A ligand binding assay ( English ligand binding assay , LBA) is a method of Biochemistry and Pharmacology to measure the affinity of binding of two molecules to each other.

principle

Binding of tacrine (blue) to cholinesterase .

The tendency of two molecules to bind to one another is known as affinity. Any molecule can bind to any other with the appropriate affinity, which can be determined in a ligand binding test. The binding partners of a bond can e.g. B. be a ligand and a receptor . Small molecules are usually bound in a recess in a protein , as the enlarged contact area enables a more affine binding. The receptor is immobilized first . This is followed by a measurement of the ligand concentration at maximum binding of the ligand (C B max , synonymous with maximum saturation) and the binding of the ligand at different concentrations of C ligand . With a graph of the saturation (the proportion of bound ligand C bound ligand / C B max ) over the concentration of the ligand C ligand , the dissociation constant can be read off at a saturation proportion of 0.5. The dissociation constant corresponds to the ligand concentration of half-maximal binding. The maximum ligand binding B max and the dissociation constant K d can also be determined using a Scatchard diagram . The dissociation constants of high affinity bonds are around 10 −9 M −1 (e.g. hormones at their receptors, stable protein complexes , antigen - antibody bonds). Changes in the function of a receptor after ligand binding are not recorded by ligand binding tests.

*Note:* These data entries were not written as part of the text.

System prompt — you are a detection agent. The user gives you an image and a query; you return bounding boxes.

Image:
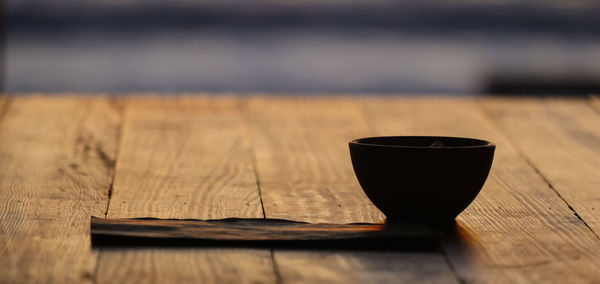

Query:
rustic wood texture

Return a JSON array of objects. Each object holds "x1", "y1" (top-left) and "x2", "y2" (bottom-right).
[
  {"x1": 0, "y1": 97, "x2": 119, "y2": 283},
  {"x1": 247, "y1": 98, "x2": 455, "y2": 283},
  {"x1": 365, "y1": 98, "x2": 600, "y2": 283},
  {"x1": 483, "y1": 99, "x2": 600, "y2": 236},
  {"x1": 0, "y1": 96, "x2": 600, "y2": 283},
  {"x1": 97, "y1": 97, "x2": 275, "y2": 283},
  {"x1": 247, "y1": 98, "x2": 385, "y2": 223}
]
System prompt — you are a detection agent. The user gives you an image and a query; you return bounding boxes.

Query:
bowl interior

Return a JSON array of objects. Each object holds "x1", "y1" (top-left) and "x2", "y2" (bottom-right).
[{"x1": 352, "y1": 136, "x2": 493, "y2": 148}]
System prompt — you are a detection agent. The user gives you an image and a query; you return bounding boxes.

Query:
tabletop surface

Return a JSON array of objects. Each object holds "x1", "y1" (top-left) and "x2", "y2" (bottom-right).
[{"x1": 0, "y1": 95, "x2": 600, "y2": 283}]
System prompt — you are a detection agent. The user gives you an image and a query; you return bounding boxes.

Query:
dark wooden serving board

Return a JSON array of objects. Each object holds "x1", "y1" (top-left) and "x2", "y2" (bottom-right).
[{"x1": 91, "y1": 217, "x2": 436, "y2": 249}]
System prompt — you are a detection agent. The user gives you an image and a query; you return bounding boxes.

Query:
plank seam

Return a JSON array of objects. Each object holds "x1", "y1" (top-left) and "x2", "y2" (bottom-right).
[
  {"x1": 238, "y1": 98, "x2": 283, "y2": 284},
  {"x1": 358, "y1": 99, "x2": 466, "y2": 284},
  {"x1": 104, "y1": 99, "x2": 125, "y2": 218},
  {"x1": 92, "y1": 99, "x2": 125, "y2": 284},
  {"x1": 477, "y1": 100, "x2": 600, "y2": 240},
  {"x1": 238, "y1": 98, "x2": 267, "y2": 219}
]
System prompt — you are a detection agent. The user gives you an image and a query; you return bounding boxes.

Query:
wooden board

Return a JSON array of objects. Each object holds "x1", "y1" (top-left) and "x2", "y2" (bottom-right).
[
  {"x1": 0, "y1": 97, "x2": 120, "y2": 283},
  {"x1": 483, "y1": 98, "x2": 600, "y2": 236},
  {"x1": 247, "y1": 98, "x2": 455, "y2": 283},
  {"x1": 365, "y1": 98, "x2": 600, "y2": 283},
  {"x1": 97, "y1": 97, "x2": 275, "y2": 283}
]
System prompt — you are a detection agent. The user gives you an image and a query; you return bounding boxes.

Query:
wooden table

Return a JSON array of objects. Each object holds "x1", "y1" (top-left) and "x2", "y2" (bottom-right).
[{"x1": 0, "y1": 96, "x2": 600, "y2": 283}]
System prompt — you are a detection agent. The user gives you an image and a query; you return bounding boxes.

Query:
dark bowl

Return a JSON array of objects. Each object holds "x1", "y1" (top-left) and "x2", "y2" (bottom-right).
[{"x1": 349, "y1": 136, "x2": 496, "y2": 223}]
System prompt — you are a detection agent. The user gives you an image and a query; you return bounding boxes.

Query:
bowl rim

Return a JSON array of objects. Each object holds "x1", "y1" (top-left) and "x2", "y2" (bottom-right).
[{"x1": 348, "y1": 135, "x2": 496, "y2": 150}]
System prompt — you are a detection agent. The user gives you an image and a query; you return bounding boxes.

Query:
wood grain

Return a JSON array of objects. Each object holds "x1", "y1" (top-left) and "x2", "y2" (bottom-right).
[
  {"x1": 483, "y1": 99, "x2": 600, "y2": 236},
  {"x1": 97, "y1": 97, "x2": 275, "y2": 283},
  {"x1": 365, "y1": 98, "x2": 600, "y2": 283},
  {"x1": 247, "y1": 97, "x2": 385, "y2": 223},
  {"x1": 246, "y1": 97, "x2": 455, "y2": 283},
  {"x1": 0, "y1": 96, "x2": 120, "y2": 283}
]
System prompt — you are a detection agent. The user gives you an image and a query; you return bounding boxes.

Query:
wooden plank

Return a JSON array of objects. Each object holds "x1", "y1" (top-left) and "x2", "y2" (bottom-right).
[
  {"x1": 482, "y1": 98, "x2": 600, "y2": 236},
  {"x1": 247, "y1": 98, "x2": 455, "y2": 283},
  {"x1": 365, "y1": 98, "x2": 600, "y2": 283},
  {"x1": 248, "y1": 98, "x2": 385, "y2": 223},
  {"x1": 0, "y1": 97, "x2": 120, "y2": 283},
  {"x1": 98, "y1": 97, "x2": 275, "y2": 283}
]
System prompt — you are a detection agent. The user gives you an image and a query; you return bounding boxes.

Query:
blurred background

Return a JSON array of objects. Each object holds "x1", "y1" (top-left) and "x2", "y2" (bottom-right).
[{"x1": 0, "y1": 0, "x2": 600, "y2": 95}]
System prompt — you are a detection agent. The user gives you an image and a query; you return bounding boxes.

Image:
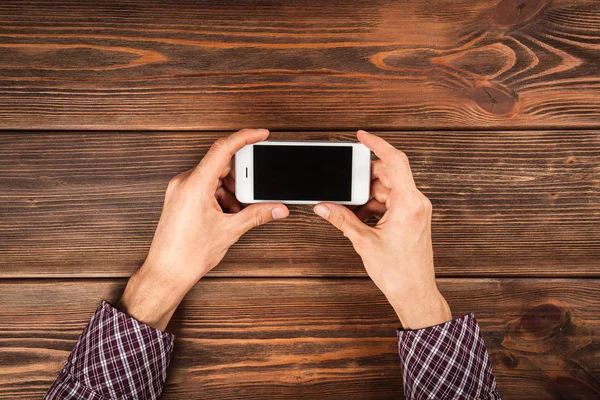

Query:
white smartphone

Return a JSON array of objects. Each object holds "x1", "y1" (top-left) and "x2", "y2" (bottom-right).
[{"x1": 235, "y1": 141, "x2": 371, "y2": 205}]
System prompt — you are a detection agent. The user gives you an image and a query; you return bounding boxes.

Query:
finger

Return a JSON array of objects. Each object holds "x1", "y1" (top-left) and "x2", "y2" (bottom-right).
[
  {"x1": 371, "y1": 179, "x2": 390, "y2": 204},
  {"x1": 356, "y1": 130, "x2": 398, "y2": 162},
  {"x1": 313, "y1": 203, "x2": 371, "y2": 242},
  {"x1": 233, "y1": 203, "x2": 290, "y2": 235},
  {"x1": 194, "y1": 129, "x2": 269, "y2": 185},
  {"x1": 215, "y1": 186, "x2": 242, "y2": 213},
  {"x1": 354, "y1": 199, "x2": 387, "y2": 222}
]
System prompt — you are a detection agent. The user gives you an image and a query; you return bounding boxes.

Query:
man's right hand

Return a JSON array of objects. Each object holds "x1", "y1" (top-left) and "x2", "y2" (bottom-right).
[{"x1": 314, "y1": 131, "x2": 452, "y2": 329}]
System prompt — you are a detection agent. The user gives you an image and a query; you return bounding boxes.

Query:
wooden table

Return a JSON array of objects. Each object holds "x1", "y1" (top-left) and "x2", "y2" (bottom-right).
[{"x1": 0, "y1": 0, "x2": 600, "y2": 399}]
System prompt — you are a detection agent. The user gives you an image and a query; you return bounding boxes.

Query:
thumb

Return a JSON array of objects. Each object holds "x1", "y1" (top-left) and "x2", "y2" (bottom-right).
[
  {"x1": 313, "y1": 203, "x2": 369, "y2": 241},
  {"x1": 234, "y1": 203, "x2": 290, "y2": 234}
]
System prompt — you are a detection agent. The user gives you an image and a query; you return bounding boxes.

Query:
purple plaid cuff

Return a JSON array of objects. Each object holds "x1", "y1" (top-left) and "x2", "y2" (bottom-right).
[
  {"x1": 397, "y1": 314, "x2": 500, "y2": 400},
  {"x1": 44, "y1": 301, "x2": 175, "y2": 400}
]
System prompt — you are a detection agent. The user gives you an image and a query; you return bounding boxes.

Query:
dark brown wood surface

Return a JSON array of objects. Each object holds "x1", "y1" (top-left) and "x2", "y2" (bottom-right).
[
  {"x1": 0, "y1": 131, "x2": 600, "y2": 277},
  {"x1": 0, "y1": 278, "x2": 600, "y2": 400},
  {"x1": 0, "y1": 0, "x2": 600, "y2": 130},
  {"x1": 0, "y1": 0, "x2": 600, "y2": 400}
]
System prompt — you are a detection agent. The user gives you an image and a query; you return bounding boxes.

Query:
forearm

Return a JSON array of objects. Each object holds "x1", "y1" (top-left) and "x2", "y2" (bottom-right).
[
  {"x1": 45, "y1": 302, "x2": 175, "y2": 400},
  {"x1": 118, "y1": 266, "x2": 185, "y2": 331}
]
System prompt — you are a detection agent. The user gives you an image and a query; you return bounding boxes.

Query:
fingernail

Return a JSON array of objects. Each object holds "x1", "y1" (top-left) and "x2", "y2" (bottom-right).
[
  {"x1": 271, "y1": 207, "x2": 286, "y2": 219},
  {"x1": 313, "y1": 204, "x2": 329, "y2": 219}
]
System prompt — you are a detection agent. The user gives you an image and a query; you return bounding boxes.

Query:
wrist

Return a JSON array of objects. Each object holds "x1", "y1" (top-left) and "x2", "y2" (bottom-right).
[
  {"x1": 119, "y1": 266, "x2": 187, "y2": 331},
  {"x1": 390, "y1": 288, "x2": 452, "y2": 330}
]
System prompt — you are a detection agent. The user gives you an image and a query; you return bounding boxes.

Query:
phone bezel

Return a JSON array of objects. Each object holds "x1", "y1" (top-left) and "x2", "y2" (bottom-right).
[{"x1": 235, "y1": 140, "x2": 371, "y2": 205}]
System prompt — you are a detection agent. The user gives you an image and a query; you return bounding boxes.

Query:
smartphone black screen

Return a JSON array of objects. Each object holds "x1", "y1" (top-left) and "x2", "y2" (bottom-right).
[{"x1": 254, "y1": 145, "x2": 352, "y2": 201}]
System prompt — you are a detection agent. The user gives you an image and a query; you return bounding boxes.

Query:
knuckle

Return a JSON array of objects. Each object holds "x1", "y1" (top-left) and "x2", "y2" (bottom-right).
[
  {"x1": 210, "y1": 138, "x2": 227, "y2": 151},
  {"x1": 254, "y1": 212, "x2": 265, "y2": 226},
  {"x1": 333, "y1": 213, "x2": 346, "y2": 230}
]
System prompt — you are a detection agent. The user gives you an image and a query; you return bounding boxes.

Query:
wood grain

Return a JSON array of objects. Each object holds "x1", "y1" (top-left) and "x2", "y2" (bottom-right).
[
  {"x1": 0, "y1": 131, "x2": 600, "y2": 277},
  {"x1": 0, "y1": 0, "x2": 600, "y2": 130},
  {"x1": 0, "y1": 278, "x2": 600, "y2": 399}
]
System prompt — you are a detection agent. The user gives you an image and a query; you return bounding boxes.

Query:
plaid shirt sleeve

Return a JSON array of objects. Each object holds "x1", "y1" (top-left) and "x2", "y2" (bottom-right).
[
  {"x1": 397, "y1": 314, "x2": 500, "y2": 400},
  {"x1": 44, "y1": 301, "x2": 175, "y2": 400}
]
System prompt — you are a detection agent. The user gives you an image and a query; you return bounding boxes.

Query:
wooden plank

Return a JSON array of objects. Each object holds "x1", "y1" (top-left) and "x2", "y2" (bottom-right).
[
  {"x1": 0, "y1": 0, "x2": 600, "y2": 130},
  {"x1": 0, "y1": 131, "x2": 600, "y2": 277},
  {"x1": 0, "y1": 278, "x2": 600, "y2": 399}
]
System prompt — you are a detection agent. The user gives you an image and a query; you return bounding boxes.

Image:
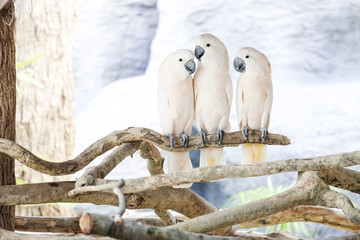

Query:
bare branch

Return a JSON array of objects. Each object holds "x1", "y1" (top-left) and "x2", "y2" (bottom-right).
[
  {"x1": 319, "y1": 167, "x2": 360, "y2": 194},
  {"x1": 0, "y1": 128, "x2": 290, "y2": 175},
  {"x1": 69, "y1": 151, "x2": 360, "y2": 197},
  {"x1": 0, "y1": 228, "x2": 115, "y2": 240},
  {"x1": 0, "y1": 181, "x2": 217, "y2": 218},
  {"x1": 169, "y1": 172, "x2": 328, "y2": 233},
  {"x1": 80, "y1": 214, "x2": 300, "y2": 240},
  {"x1": 318, "y1": 190, "x2": 360, "y2": 225},
  {"x1": 15, "y1": 216, "x2": 81, "y2": 233},
  {"x1": 76, "y1": 142, "x2": 140, "y2": 187},
  {"x1": 238, "y1": 206, "x2": 360, "y2": 233},
  {"x1": 140, "y1": 141, "x2": 164, "y2": 176}
]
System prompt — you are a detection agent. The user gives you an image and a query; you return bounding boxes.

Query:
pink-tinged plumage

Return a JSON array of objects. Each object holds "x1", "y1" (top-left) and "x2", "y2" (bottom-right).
[
  {"x1": 236, "y1": 47, "x2": 273, "y2": 163},
  {"x1": 158, "y1": 49, "x2": 195, "y2": 187},
  {"x1": 194, "y1": 34, "x2": 233, "y2": 167}
]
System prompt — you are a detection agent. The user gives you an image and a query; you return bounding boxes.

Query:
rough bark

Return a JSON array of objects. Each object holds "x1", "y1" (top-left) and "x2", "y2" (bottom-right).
[
  {"x1": 76, "y1": 142, "x2": 140, "y2": 187},
  {"x1": 0, "y1": 2, "x2": 16, "y2": 231},
  {"x1": 67, "y1": 149, "x2": 360, "y2": 197},
  {"x1": 15, "y1": 216, "x2": 81, "y2": 233},
  {"x1": 0, "y1": 128, "x2": 290, "y2": 175},
  {"x1": 320, "y1": 167, "x2": 360, "y2": 194},
  {"x1": 0, "y1": 181, "x2": 217, "y2": 221},
  {"x1": 16, "y1": 0, "x2": 76, "y2": 216},
  {"x1": 170, "y1": 172, "x2": 360, "y2": 233},
  {"x1": 80, "y1": 214, "x2": 299, "y2": 240},
  {"x1": 0, "y1": 229, "x2": 115, "y2": 240},
  {"x1": 238, "y1": 206, "x2": 360, "y2": 233}
]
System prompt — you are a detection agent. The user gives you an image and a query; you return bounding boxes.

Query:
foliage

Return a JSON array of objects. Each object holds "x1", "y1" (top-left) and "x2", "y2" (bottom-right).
[{"x1": 222, "y1": 177, "x2": 316, "y2": 238}]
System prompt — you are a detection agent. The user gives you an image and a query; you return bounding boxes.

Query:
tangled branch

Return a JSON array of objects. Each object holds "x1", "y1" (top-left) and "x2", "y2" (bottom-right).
[
  {"x1": 0, "y1": 128, "x2": 290, "y2": 175},
  {"x1": 0, "y1": 128, "x2": 360, "y2": 239}
]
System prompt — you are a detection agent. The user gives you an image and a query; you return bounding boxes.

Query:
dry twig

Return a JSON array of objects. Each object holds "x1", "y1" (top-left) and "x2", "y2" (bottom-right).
[{"x1": 0, "y1": 128, "x2": 290, "y2": 175}]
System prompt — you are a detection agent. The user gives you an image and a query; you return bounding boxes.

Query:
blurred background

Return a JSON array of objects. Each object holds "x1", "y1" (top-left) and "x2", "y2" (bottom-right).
[{"x1": 16, "y1": 0, "x2": 360, "y2": 239}]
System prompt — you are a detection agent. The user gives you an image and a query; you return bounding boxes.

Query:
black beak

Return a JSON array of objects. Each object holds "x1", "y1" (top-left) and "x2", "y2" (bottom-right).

Label Free Ligand Binding Assays

In contrast to the ligand binding tests in the following section, surface plasmon resonance spectroscopy , bio-layer interferometry and the measurement of changes in impedance measure the change in layer thickness without using a marker , but usually require higher concentrations of ligands. Different variants have been developed for high throughput screening . The affinity can be determined with isothermal titration calorimetry , provided that the binding is not driven exclusively by entropy (in the case of an isenthalpic binding). No markings are required here either, and short-term bonds are not recorded.

Label-based ligand binding tests

Ligand binding test with 18 F-FDG in vivo by PET scan

Filter membranes

The filter test (synonymous membrane binding test ) is achieved by adding a marked possible binding partner to a molecule immobilized on a surface (e.g. filter paper , PVDF membranes, polyethyleneimine- coated glass fiber filters ) . The label can be radioactive , a reporter enzyme , biotin , a fluorophore , or an oligonucleotide . After several washing steps of the coated surface, the amount of remaining bound molecules is determined. Processes without washing steps are sometimes referred to as mix-and-measure .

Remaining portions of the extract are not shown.